FDA share guidance for Duchenne and Becker muscular dystrophy drug development

We are happy to share the news that the U.S. Food and Drug Administration (FDA) have published a guidance document for industry, which details what they are looking for in the development of new drugs for Duchenne and Becker muscular dystrophy.

It is encouraging to see this level of openness in the decision making process.  Any steps that can help to speed up the process of getting potential new treatments from the labs to the patients can only be of benefit to our community.
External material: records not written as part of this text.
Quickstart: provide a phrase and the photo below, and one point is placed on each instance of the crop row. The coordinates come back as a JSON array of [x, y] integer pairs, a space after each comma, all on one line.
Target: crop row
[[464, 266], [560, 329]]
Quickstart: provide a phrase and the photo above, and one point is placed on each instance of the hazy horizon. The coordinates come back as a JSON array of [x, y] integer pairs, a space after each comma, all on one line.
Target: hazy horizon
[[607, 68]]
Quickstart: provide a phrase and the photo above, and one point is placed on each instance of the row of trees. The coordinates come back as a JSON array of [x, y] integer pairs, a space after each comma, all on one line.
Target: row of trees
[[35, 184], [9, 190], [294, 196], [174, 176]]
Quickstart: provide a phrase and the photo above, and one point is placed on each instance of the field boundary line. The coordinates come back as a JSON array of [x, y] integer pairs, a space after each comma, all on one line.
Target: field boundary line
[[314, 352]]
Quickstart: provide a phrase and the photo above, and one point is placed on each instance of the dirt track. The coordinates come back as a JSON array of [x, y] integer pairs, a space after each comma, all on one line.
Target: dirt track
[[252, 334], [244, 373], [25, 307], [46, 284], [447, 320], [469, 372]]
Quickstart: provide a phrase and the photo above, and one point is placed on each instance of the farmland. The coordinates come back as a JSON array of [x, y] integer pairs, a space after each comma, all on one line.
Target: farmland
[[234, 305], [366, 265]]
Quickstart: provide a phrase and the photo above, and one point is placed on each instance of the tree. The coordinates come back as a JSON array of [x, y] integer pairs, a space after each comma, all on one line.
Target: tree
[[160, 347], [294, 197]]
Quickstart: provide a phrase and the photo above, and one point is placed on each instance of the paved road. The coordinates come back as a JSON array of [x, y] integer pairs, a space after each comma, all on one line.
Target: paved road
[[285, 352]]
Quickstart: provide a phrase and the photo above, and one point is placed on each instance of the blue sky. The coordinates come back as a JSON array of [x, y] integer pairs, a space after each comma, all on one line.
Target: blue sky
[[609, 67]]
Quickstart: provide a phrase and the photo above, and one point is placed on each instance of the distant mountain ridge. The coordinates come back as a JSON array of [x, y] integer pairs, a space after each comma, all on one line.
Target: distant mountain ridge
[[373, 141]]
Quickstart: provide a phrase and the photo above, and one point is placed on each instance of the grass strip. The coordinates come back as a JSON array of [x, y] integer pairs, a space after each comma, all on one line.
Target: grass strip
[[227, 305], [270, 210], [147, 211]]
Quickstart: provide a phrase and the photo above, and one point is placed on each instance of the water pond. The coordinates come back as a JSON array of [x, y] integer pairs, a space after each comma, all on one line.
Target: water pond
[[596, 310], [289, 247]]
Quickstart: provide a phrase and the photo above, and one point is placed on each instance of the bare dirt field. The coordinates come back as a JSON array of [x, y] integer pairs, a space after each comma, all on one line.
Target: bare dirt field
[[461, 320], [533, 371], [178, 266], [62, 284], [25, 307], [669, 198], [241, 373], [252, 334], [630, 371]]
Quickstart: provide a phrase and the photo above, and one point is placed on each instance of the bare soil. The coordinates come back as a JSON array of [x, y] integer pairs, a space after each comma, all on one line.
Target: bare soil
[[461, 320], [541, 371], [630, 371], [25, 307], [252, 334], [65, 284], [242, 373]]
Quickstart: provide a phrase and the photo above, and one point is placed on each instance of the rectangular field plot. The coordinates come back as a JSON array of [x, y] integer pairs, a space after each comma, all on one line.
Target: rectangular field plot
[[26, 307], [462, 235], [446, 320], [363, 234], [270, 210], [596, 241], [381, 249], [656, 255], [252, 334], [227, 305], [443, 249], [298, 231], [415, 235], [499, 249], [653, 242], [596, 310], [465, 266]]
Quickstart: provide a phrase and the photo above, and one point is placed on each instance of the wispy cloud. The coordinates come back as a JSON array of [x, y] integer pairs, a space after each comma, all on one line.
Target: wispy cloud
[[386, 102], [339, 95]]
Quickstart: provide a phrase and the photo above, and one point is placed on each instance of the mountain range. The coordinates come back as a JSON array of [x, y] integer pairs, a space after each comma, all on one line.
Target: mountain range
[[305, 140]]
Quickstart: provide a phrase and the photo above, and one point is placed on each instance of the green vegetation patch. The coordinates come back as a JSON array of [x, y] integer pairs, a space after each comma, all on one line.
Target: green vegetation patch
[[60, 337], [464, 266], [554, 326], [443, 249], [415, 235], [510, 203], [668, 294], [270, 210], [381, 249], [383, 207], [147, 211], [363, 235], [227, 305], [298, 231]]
“These guidance documents provide details on how researchers can best approach drug development for certain neurological conditions – Duchenne muscular dystrophy (DMD) and closely related conditions…These guidance documents provide our current thinking and sound regulatory and scientific advice for product developers so that safe and effective treatments can ultimately be made available to patients. These documents are each a culmination of thoughtful scientific collaboration within the agency and incorporate important input from patients, researchers and advocates. We hope that providing up-to-date, clear information about our scientific expectations, such as clinical trial design and ways to measure effectiveness, will save companies time and resources and ultimately, bring effective new medicines to patients more efficiently.” FDA Commissioner Scott Gottlieb, M.D.

The key areas covered in the guidance are as follows:

1. Early Phase Clinical Development Considerations

2. Drug Development Population

3. Efficacy Considerations

4. Safety Considerations

At Action Duchenne we have always been the strongest advocates of patient organisations like ourselves, regulators, pharmaceutical companies, and of course, those living with Duchenne themsleves, working together for our common aim – to cure Duchenne.  We welcome this positive step from the FDA and look forward to seeing this guidance in practice.